The issue: a few obscure paragraphs of proposed revisions to “Rule 41 of the Federal Rules of Criminal Procedure.” In Politico‘s words, these revisions:
…would let judges grant electronic search warrants for devices whose locations aren’t known, and permit them to authorize remote searches of devices not in their jurisdiction.
The current Rule 41 already allows law enforcement to request electronic search warrants or the right to remotely hack into devices. The catch: they must get the warrant from a judge in the jurisdiction where the search will occur… i.e., where the computer(s) are.

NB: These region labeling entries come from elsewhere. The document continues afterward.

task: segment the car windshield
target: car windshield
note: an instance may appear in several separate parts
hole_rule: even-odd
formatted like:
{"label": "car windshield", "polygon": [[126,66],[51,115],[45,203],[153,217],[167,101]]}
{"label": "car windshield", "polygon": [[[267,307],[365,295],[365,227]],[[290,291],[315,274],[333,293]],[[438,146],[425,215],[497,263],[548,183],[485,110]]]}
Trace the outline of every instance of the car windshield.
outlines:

That’s a problem for the government if somebody’s using something like Tor to hide their location.
It’s also a problem for the government when the computers are everywhere. For example: when they’re investigating a ransomware-spreading botnet that’s captured computers scattered through 94 different court districts, each needing a separate warrant.
In such circumstances, the revised rule would let the government ask for a single warrant that could be executed anywhere in the U.S.

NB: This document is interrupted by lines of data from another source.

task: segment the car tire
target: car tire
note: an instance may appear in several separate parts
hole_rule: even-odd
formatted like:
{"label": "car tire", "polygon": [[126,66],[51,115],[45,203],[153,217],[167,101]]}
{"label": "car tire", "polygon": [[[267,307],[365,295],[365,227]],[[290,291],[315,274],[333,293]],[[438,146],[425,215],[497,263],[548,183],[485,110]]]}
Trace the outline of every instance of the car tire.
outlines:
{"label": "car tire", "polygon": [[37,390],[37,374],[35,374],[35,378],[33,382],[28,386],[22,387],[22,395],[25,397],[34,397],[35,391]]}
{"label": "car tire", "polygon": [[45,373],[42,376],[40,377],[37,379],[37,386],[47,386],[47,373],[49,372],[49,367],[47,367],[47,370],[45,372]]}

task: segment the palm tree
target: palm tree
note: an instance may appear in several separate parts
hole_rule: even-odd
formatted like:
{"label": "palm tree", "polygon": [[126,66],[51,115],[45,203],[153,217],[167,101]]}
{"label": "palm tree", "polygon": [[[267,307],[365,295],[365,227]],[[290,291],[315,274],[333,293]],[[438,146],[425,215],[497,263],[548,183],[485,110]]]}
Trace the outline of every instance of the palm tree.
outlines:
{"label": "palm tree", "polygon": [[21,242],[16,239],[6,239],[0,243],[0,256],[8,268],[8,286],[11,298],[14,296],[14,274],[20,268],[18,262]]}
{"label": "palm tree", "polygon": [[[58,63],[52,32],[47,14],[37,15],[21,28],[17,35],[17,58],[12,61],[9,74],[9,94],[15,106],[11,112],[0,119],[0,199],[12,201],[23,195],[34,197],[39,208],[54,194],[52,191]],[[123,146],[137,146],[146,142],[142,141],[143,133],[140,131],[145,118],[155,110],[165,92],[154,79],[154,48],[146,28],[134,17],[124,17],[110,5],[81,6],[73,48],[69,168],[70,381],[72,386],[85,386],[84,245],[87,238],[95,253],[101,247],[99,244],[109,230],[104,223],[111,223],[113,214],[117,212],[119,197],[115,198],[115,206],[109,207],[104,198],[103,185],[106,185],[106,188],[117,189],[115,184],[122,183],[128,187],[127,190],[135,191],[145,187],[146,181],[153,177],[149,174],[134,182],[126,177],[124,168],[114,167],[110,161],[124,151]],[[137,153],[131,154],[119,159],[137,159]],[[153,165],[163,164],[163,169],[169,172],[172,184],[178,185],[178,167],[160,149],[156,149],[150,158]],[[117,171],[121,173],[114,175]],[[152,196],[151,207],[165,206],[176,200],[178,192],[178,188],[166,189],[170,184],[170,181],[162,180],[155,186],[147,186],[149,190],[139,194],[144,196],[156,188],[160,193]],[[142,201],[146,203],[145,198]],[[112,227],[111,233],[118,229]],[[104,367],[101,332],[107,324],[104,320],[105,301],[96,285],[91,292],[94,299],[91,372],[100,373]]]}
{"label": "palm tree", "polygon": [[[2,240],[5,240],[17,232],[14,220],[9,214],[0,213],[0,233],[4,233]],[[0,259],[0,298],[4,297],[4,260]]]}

Opponents have been arguing for several months that it’s a step way too far – many of them as members of the No Global Warrants coalition of public interest groups, privacy tool providers, and Internet companies. Among their arguments:
- “This would invite law enforcement to seek warrants authorizing them to hack thousands of computers at once—[likely a] direct violation of the Fourth Amendment.”
- “It would also take the unprecedented step of allowing a court to issue a warrant to hack into the computers of innocent Internet users who are themselves victims of a botnet.”

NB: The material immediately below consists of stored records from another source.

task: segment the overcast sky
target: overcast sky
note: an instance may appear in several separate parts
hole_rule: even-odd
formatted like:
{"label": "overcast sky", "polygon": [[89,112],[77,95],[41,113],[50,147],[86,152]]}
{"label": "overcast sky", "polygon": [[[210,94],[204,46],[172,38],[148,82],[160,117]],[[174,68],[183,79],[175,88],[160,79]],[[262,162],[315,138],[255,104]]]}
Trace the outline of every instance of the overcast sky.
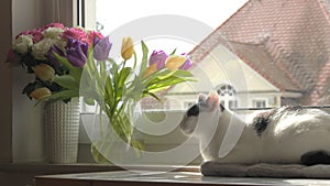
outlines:
{"label": "overcast sky", "polygon": [[[193,18],[216,29],[248,0],[97,0],[97,21],[105,25],[102,33],[109,34],[130,21],[148,15],[174,14]],[[209,33],[205,34],[206,37]],[[200,40],[201,41],[201,40]],[[168,48],[157,46],[157,43],[166,42]],[[198,43],[199,41],[197,41]],[[169,53],[169,50],[178,47],[178,53],[189,52],[196,44],[184,40],[156,39],[148,41],[148,46]]]}

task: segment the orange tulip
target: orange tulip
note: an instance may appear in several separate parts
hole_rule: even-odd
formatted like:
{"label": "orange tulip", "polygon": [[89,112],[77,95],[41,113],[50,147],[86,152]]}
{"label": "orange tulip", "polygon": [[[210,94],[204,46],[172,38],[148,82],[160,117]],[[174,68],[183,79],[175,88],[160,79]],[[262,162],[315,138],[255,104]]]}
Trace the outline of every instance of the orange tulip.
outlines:
{"label": "orange tulip", "polygon": [[166,59],[165,68],[169,70],[179,69],[179,67],[183,66],[186,61],[187,58],[184,56],[172,55]]}

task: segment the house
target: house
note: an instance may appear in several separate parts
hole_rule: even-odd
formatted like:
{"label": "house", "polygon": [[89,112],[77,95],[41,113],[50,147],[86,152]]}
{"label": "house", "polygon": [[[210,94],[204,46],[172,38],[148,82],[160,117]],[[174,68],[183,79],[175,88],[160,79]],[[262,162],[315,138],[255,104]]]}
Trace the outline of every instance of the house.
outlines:
{"label": "house", "polygon": [[230,108],[324,103],[329,35],[329,0],[250,0],[190,52],[199,81],[166,98],[170,108],[209,90]]}

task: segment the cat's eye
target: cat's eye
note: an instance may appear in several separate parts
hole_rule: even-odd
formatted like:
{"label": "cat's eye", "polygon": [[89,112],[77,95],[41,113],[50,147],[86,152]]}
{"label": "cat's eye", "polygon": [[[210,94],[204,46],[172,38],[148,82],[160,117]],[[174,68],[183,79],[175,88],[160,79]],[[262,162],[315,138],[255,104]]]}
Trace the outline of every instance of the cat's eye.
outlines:
{"label": "cat's eye", "polygon": [[187,117],[191,117],[191,116],[196,117],[198,114],[199,114],[199,107],[197,105],[193,106],[187,112]]}

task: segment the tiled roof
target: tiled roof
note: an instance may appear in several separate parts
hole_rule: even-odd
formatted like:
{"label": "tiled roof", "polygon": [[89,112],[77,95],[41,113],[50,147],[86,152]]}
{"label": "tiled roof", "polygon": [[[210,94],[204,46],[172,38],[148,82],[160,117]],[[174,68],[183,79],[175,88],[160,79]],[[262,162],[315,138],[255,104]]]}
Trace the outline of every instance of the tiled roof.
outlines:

- The government could now “shop” for a sympathetic judge known for lenient standards.
The U.S. government set out the case for the rule change, and why you shouldn’t worry about it, in a blog post in June, stating:
The amendments would not authorize the government to undertake any search or seizure or use any remote search technique, whether inside or outside the United States, that is not already permitted under current law. The use of remote searches is not new and warrants for remote searches are currently issued under Rule 41. In addition, most courts already permit the search of multiple computers pursuant to a single warrant so long as necessary legal requirements are met.
The amendments, they say, apply in two narrow circumstances:
- Where a suspect has used technology to hide a computer’s location
- If the crime involves criminals hacking computers in five or more judicial districts
For example, Assistant Attorney General Leslie R. Caldwell points to a recent investigation of child sexual abuse in which some judges “ordered the suppression of evidence based solely on the lack of clear venue in the current version of the rule.”
We reported on all this in late April when the U.S. Supreme Court first proposed the rule, which will automatically go into effect on 1 December 2016 unless halted by Congress.
Then, in May, tech-savvy Democrat Ron Wyden and libertarian Republican Rand Paul proposed The Stop Mass Hacking Act (S. 2952, H.R. 5321). It’s basically one sentence: “To prevent the proposed amendments to rule 41 of the Federal Rules of Criminal Procedure from taking effect.”
The Wyden-Paul bill quickly gathered backing from over 50 organizations; on 21 June, opponents even organized a national “day of action” against the Rule 41 revisions.
Since then, congressional leadership has studiously avoided the issue. No hearings. No votes.
This week, top Judiciary Committee Democrat Pat Leahy and Utah conservative Republican Mike Lee requested the courtesy of an actual hearing. Senate Judiciary Committee chairman Chuck Grassley responded politely that he “appreciates the feedback he is receiving on the Rule 41 changes and is considering the requests and any need for a hearing.”
Outside Congress, as you might expect, the folks at Tor have been especially vocal about all this. This week, Tor blogger ailanthus wrote that:
[many in Congress] don’t yet understand either the technology or its impact on democratic institutions and values. Some understand that Tor and encryption are currently used by politicians, judges, and even the FBI to keep their communications private–but others do not… Some know that a back door for one good guy is eventually a back door for multiple bad guys. Many others do not. So some US officials can take advantage of this ignorance… to expand their power.
Of course, for the bill to become law, it needs more than hearings: it needs to pass both the Senate and the House. And, with an election coming, they’re each taking an awful lot of days off between now and December. So we’ll keep you posted… and, of course, if you happen to have an opinion, now would be a good time to let your congressfolk know.